Playing with Energy Models
I was inspired to look into energy models after Yann LeCun’s talk on energy based self supervised learning.
The gist is this  for a given input $x$, an energy model $F(x)$ outputs a single value. We train it so that $x$ of the kind we’d like to generate is given low values, and everything else is given high values. This means we can start off with a random input, and use the energy model to give us feedback about how to tune it into something like what we want by taking the gradient of the output value with respect to the input.

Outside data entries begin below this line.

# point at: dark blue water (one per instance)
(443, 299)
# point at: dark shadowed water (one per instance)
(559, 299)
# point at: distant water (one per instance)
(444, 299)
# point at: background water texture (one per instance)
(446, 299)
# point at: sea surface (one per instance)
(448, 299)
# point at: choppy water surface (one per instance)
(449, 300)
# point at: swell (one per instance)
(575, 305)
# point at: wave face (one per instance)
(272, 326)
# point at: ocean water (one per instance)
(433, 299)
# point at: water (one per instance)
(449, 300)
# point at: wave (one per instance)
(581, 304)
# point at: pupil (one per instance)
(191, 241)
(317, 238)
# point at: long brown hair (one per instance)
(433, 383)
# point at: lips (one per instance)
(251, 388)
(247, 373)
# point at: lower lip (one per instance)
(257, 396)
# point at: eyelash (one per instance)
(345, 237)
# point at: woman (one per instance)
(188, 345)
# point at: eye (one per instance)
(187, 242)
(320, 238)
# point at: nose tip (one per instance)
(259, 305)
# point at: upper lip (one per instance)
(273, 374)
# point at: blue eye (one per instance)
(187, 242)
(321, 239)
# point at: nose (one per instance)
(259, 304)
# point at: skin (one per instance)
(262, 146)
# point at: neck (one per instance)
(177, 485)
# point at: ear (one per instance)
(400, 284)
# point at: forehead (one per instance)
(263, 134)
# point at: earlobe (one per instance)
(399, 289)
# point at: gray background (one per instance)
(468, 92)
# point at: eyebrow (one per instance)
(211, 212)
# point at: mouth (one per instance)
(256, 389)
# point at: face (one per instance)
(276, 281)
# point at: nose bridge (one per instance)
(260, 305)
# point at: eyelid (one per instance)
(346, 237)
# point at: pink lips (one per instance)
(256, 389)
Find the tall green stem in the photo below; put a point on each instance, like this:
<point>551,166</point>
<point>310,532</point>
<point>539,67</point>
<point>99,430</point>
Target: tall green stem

Energy models offer a way to train a single generative model which is simpler to train than Generative Adversarial Nets (GANs) and more expressive than Variational Autoencoders (VAEs). VAEs typically require the use of reconstruction losses  which do not perform well on more complex generative tasks like images because per pixel reconstruction error is a poor proxy for overall image quality. GANs overcome this with the learned discriminator (and thus produce much better quality generated samples), but coordinating the adversarial training is extremely difficult  it is much easier to train the discriminator than the generator.
In the unconditional case, the goal is to train a function $F(x)$ which outputs a low scalar ‘energy’ value for inputs of the type we would like to generate (positive examples), and high for everything else (negative examples). This is very similar to training the discriminator of a GAN (which outputs the probability that a generated sample is real). A conditional energy function $F(x,y)$ outputs low energy for $(x,y)$ pairings which follow from eachother given our data. For example, $x$ and $y$ could be the coordinates of points on a spiral, or $x$ and $y$ could be successive frames in a video.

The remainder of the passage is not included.